In the past, all international bodies have enjoined the opposition to seek legal redress for the disputes. This has proved to be an ineffective remedy for all electoral disputes since 2000, and it is common cause that Zimbabweans have lost faith in the independence of the judiciary when it comes to highly political disputes such as elections.

Since the coup, and a number of dubious decisions by the courts, this lack of faith has been strengthened.

Thus, this election is now damaged beyond repair, and the nation is being precipitated into a major constitutional crisis. Few Zimbabweans will accept the outcome, and Zimbabwe will continue to be an outsider in the international community if no government can be put in place that has both national and international acceptance.

It is evident to all Zimbabweans that the condition for the international community accepting the coup as not a coup, was that a peaceful transition from Zanu PF under Mugabe was an election that was beyond reproach. This has manifestly not happened, and the result is a country more divided than ever before, as the Zimbabwe Council of Churches point out in their recent pastoral letter.

The only way forward is for the elections to be seen as totally disputed, the “hard landing” that should have been avoided.

Any other solution such as an elite-pact of a Government of National Unity (GNU) will be contemptuous of the ordinary citizens who voted in their millions, and whose voice must be heard in the solution. Both the major contestants to the just-completed elections appear to repudiate the idea of a GNU or power sharing, but neither offers a solution other that the demand that the election conveys the power of government to them.

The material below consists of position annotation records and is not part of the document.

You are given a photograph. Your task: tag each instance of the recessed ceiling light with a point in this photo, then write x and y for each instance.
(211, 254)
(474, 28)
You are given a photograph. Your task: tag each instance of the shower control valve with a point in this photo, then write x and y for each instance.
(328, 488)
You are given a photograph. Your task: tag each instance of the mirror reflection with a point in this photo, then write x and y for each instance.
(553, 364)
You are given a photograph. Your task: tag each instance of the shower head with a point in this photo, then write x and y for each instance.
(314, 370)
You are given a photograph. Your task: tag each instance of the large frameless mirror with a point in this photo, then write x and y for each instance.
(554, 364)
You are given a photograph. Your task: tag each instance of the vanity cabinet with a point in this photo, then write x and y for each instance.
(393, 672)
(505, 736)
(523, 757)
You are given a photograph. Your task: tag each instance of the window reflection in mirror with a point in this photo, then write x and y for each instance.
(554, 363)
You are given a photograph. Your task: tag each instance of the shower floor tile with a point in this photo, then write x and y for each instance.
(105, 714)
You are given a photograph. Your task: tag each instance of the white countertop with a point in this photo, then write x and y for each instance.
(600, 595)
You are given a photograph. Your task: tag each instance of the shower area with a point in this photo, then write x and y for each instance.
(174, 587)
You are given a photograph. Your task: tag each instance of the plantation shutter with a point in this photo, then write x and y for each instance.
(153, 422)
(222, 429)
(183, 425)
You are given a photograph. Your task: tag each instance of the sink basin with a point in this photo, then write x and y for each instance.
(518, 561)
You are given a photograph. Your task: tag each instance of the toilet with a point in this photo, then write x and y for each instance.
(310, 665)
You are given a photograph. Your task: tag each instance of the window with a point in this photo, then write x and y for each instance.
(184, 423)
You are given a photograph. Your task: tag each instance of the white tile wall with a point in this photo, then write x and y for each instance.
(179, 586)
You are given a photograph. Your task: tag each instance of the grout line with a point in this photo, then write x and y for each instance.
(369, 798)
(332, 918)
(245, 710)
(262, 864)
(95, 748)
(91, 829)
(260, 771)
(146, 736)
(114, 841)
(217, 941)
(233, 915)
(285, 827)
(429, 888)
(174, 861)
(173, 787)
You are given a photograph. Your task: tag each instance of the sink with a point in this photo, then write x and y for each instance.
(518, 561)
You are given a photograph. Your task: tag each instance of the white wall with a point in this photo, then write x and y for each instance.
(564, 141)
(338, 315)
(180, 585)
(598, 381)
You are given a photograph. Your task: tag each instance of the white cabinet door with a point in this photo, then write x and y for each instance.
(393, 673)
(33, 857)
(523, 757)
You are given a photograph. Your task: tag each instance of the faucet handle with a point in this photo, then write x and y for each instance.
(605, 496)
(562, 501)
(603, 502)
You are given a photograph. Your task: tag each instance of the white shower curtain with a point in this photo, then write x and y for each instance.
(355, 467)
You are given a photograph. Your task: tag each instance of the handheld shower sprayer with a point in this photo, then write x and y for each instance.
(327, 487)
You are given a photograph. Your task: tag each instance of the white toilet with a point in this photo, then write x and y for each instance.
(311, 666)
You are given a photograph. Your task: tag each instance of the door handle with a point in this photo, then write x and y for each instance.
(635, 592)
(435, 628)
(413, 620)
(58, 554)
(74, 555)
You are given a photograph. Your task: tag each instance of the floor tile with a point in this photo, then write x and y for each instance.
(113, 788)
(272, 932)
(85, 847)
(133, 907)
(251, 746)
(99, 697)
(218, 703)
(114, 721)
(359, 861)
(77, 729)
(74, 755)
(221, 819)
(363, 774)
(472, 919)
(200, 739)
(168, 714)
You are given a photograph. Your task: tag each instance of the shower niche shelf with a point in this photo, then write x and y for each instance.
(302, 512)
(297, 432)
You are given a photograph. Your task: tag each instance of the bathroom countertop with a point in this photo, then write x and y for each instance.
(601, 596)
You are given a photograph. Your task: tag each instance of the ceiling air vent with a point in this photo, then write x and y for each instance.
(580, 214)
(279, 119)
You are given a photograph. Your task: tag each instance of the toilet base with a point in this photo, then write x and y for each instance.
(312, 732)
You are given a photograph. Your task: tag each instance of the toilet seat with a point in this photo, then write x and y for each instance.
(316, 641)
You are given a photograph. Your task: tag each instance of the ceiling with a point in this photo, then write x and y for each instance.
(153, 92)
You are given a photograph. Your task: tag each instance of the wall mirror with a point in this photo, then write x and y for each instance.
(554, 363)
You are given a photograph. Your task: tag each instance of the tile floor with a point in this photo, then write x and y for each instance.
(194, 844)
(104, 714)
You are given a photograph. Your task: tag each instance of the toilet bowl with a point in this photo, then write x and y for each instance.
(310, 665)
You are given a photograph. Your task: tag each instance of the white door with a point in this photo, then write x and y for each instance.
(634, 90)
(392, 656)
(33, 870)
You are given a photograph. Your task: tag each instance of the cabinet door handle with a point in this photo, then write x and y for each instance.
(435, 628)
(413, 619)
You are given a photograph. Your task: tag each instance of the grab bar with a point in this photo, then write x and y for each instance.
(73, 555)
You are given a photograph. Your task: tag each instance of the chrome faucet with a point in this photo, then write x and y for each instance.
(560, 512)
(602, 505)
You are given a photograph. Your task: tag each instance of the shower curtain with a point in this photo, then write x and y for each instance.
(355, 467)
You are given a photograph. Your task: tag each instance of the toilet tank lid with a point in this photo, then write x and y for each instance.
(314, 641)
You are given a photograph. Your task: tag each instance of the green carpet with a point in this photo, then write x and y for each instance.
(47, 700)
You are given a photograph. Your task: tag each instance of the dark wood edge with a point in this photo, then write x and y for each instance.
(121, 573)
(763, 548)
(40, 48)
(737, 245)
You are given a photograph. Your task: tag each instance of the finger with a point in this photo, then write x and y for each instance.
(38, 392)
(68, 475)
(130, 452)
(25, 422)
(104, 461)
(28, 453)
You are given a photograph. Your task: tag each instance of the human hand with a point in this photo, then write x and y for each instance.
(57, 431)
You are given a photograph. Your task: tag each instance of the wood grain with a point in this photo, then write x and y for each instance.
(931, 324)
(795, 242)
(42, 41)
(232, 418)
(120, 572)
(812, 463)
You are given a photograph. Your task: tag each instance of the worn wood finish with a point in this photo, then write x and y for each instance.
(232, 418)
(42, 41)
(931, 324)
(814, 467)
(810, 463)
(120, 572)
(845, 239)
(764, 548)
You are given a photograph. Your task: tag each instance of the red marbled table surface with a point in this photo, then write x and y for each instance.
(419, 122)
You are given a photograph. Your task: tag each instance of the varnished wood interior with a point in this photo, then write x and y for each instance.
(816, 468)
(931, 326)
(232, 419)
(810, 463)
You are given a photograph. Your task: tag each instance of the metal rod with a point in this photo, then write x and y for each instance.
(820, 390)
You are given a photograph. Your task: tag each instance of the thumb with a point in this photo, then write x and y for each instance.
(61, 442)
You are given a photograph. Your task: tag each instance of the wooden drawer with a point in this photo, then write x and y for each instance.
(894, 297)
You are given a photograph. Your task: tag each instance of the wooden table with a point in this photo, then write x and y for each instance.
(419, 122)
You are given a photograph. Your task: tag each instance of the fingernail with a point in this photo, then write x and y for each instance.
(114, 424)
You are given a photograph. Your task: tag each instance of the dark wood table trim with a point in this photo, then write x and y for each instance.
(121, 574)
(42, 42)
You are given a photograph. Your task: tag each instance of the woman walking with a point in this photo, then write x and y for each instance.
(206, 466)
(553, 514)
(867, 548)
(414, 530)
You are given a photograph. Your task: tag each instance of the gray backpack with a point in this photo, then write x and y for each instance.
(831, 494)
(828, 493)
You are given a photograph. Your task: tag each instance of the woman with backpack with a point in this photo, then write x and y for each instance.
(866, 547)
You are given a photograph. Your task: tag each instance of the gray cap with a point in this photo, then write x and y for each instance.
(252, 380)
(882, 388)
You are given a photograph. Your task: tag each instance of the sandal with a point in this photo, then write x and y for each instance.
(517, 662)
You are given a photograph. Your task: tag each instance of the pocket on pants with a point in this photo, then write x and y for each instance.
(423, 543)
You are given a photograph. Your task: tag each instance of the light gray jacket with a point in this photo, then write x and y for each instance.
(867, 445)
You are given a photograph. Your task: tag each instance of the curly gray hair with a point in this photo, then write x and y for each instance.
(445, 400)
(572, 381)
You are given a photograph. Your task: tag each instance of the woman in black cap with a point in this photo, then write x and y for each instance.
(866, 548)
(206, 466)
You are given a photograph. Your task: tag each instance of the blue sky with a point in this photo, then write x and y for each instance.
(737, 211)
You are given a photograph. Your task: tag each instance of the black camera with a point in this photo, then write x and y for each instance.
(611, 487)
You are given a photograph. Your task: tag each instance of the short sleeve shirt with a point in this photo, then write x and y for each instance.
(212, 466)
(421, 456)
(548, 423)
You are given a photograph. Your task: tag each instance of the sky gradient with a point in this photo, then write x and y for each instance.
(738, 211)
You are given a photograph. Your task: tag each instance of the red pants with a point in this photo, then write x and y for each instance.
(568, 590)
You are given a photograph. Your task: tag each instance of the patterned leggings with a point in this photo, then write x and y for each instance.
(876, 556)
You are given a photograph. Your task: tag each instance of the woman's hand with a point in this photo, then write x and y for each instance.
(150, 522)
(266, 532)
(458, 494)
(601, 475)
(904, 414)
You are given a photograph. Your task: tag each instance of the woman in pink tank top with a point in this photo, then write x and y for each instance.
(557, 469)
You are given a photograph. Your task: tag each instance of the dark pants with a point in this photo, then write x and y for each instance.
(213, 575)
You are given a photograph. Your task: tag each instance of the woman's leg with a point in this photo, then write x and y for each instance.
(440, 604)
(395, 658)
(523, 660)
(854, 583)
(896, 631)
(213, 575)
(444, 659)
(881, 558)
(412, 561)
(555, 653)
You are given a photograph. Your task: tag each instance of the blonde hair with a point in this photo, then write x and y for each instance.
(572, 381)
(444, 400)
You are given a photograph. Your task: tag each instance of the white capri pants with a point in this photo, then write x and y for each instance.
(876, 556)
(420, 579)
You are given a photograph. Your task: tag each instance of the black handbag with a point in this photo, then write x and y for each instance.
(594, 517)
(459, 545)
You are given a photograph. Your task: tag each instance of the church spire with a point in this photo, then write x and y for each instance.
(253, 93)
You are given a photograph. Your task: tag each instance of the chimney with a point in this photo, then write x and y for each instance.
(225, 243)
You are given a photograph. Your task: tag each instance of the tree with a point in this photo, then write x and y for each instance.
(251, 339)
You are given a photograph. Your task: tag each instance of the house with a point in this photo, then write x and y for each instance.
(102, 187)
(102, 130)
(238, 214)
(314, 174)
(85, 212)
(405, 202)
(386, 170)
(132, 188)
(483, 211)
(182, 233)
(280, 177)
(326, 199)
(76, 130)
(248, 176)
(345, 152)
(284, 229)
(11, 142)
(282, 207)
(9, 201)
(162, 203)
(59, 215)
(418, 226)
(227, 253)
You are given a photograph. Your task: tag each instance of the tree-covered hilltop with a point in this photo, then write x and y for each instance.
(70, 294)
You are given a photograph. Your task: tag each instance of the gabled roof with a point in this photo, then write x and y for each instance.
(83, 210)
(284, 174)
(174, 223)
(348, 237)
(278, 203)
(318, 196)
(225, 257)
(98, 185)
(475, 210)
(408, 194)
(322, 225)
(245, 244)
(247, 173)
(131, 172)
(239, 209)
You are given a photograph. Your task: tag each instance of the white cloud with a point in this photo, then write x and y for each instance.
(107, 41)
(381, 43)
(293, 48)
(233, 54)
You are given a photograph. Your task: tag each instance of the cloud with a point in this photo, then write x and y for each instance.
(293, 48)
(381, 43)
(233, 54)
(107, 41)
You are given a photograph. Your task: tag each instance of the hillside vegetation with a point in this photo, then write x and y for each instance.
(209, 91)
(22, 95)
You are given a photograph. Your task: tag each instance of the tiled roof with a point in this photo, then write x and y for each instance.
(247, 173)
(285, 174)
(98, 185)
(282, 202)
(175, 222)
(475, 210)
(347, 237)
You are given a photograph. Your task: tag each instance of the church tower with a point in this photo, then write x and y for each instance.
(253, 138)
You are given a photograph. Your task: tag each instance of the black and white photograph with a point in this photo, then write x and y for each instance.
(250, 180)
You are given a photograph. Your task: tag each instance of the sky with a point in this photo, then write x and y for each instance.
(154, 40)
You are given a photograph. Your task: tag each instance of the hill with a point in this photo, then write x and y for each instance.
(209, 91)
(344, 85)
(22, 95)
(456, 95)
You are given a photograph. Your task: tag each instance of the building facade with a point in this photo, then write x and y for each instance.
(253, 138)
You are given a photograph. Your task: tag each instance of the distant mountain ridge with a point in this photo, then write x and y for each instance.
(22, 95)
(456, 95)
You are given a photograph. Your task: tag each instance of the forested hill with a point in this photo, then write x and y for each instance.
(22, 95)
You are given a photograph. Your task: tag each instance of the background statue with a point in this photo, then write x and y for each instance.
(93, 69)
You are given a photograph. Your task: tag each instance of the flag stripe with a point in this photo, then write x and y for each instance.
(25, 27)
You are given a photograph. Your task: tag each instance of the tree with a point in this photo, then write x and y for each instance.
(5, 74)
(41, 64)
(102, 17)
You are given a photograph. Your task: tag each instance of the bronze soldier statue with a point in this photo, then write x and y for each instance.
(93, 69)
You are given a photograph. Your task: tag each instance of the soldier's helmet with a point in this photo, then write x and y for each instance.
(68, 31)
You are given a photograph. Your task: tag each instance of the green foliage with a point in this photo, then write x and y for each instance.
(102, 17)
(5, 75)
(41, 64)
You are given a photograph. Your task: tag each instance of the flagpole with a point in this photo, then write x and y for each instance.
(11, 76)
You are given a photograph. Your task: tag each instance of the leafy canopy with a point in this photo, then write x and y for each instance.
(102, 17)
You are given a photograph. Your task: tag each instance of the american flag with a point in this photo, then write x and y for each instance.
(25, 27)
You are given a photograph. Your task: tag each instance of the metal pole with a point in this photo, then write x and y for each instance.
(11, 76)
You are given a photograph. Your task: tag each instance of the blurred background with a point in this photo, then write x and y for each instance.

This is totally inappropriate as a solution for the deepening national crisis.

The only remedy is for a national dialogue leading to a National Transitional Authority (NTA), a period of existence which can allow the necessary reforms for a genuine election.

We need the removal of the heavy hand of the military, the establishment of a body that, with parliament, undertakes the range of reforms that leads to economic stability, the reform of state institutions, and an absolute adherence to the constitution and constitutionalism. This is the only way in which we can proceed to elections after the NTA, and an outcome were winners are actually winners, and losers accept the result. Then we will on the way to deeper democracy in Zimbabwe.

Mandaza and Reeler are conveners of the Platform for Concerned Citizens.